Haddington furniture school offers a viable alternative to university, claims incoming head
AS a chip off the old block becomes head of the Chippendale International School of Furniture, he has insisted it will continue to offer a viable alternative to university and stale careers.
Anselm Fraser, 62, retired in the summer and has handed the headmaster reigns to his son, Tom, 32, the former deputy head.
Chippendale has established an international reputation as one of the world’s most respected woodworking schools since it opened just under 35 years ago. Their ever evolving curriculum ensures that graduates have the ability to be able to thrive in the woodworking industry with an individual flair and knowledge of how to market their unique products.
It acts as a real alternative for school leavers to university or for people who feel that their careers have gone stale.
Tom said: “I think there is far too much of a drive to get every single student into university from high school. A lot of people go through university for years with crippling debt and no better idea of what they wanted to do upon graduation. I think we need to change the way we talk about education in schools.

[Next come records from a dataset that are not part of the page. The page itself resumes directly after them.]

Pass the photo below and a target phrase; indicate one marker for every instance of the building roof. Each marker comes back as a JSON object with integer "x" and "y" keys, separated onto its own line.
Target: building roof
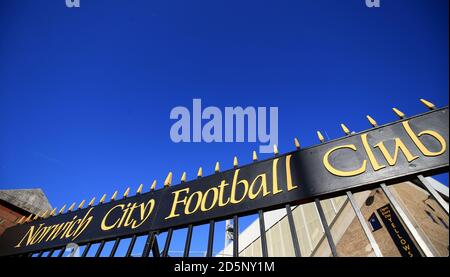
{"x": 30, "y": 200}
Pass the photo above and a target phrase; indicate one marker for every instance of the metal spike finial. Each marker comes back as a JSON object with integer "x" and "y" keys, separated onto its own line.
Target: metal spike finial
{"x": 168, "y": 180}
{"x": 372, "y": 121}
{"x": 153, "y": 186}
{"x": 428, "y": 104}
{"x": 19, "y": 221}
{"x": 81, "y": 204}
{"x": 71, "y": 207}
{"x": 255, "y": 157}
{"x": 127, "y": 191}
{"x": 91, "y": 203}
{"x": 52, "y": 213}
{"x": 114, "y": 195}
{"x": 297, "y": 144}
{"x": 61, "y": 210}
{"x": 398, "y": 113}
{"x": 28, "y": 218}
{"x": 345, "y": 129}
{"x": 319, "y": 135}
{"x": 44, "y": 215}
{"x": 139, "y": 190}
{"x": 102, "y": 199}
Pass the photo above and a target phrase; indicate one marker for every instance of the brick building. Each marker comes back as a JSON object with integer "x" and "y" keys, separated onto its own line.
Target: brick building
{"x": 16, "y": 203}
{"x": 427, "y": 217}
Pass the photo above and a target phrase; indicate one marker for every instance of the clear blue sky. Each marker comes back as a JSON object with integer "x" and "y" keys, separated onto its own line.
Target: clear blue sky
{"x": 85, "y": 94}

“Our school can be an alternative but it is about letting people know that we exist. What we are trying to do is to create a course that is as relevant as possible to the current market. It is about being as flexible as possible and evolving every year to give our students the best chance of making a successful business.”
Tom, spent five years working in marketing before immersing himself in every aspect of the business as deputy head five years ago.
He said: “Completing the professional course and getting involved in the marketing, admissions and teaching aspects was necessary to get a handle on how the business works from the bottom up.”
Fiona Gilfillan, 52, from Tranent, used to work in IT for Standard Life and RBS. She took short-term beginner and intermediate courses that are on offer at Chippendale, before deciding to take the plunge and enrol herself in the nine- month professional course.
She joked: “You could say it was a bit of a midlife crisis as I approached 50.
“But I had the money and just really wanted to do something creative with my life. I had a little bit of experience beforehand but since completing the courses I am looking forward to setting up my own woodworking business.”
Fiona graduated in the summer but is taking advantage of the incubation scheme that was set up to give graduates a fighting chance of establishing their business or honing their skills further. Graduates can rent a bench on the school premises and are able to get assistance from tutors as well as timber at below market rates.
The hope is that this will shield them from the uncertainties that can often finish off new business in their formative years. Graduates have up to three years after they graduate to be eligible for the scheme.
Fiona said: “I have had a couple of commissions since graduating and jobs repairing damaged furniture. At the moment I am designing a large coffee table for a client as he could not get the design that he wanted – it appears as though I have become a table maker.”
As well as offering world-renowned woodworking classes, Chippendale has always tried to make their Scottish identity their unique selling proposition. Being the only woodworking school of its kind in Scotland, they keep the core of their full and part-time tutors Scottish and make use of the plentiful supply of Scottish timber on their doorstep.
Alan McGovern, 50, from Dunbar, was the first apprentice hired by Anselm when setting up the school in 1985. Starting off in a workshop no bigger than a community hall, he has seen the business grow exponentially, something he takes great pride in.
He said: “We started off in a workshop no bigger than a small community hall. It was just myself, Anselm and one student of his. Watching the premises evolve and grow is just something to be extremely proud of. It is mad to think I have now been with the school for 35 years and tutoring students that come through our doors. I think it is a testament to Chippendale that both Anselm and I, and the first ever student, all have successful careers to this day in woodworking.”
Tom and his father say that the school is still very international in its outlook. For instance, Michael Fortune, a Canadian wood bending specialist, is with the students who began the course in October to deliver a workshop on the various ways to bend wood.
Tom also holds weekly lectures on the history of woodworking and trends from the period of Ancient Egypt right through to the present day.
After retiring, Anselm has no plans of putting his feet up. He is still full of energy and creative intuition as he moves around the workshop offering his expertise to students. He is still very much a part of the school that he set up in 1985.
He said: “I sat doing nothing for three weeks and I got very bored. So I am renovating an old farm building to be able to house future students in.
“The business side for us here is as important as the woodworking skills that our students acquire. Marketing is everything to be able to build a successful business. It is very important to understand how to bring the customers in.”
One recent graduate, Jacob Corradi, 30, has set up the Whisky Barrel Furniture Company with a fellow graduate and designs products using old whisky barrels. The school helped to encourage him to pursue his unique business plan, which is now thriving out of the Myreside studios that house the incubation scheme.
The school is not for profit, meaning that all money raised through fees are reinvested.
At the end of each year, graduates can showcase their work over four days to prospective clients and relevant players in the industry. This gives them the opportunity to get themselves recognised and to make some money back on what they paid in tuition.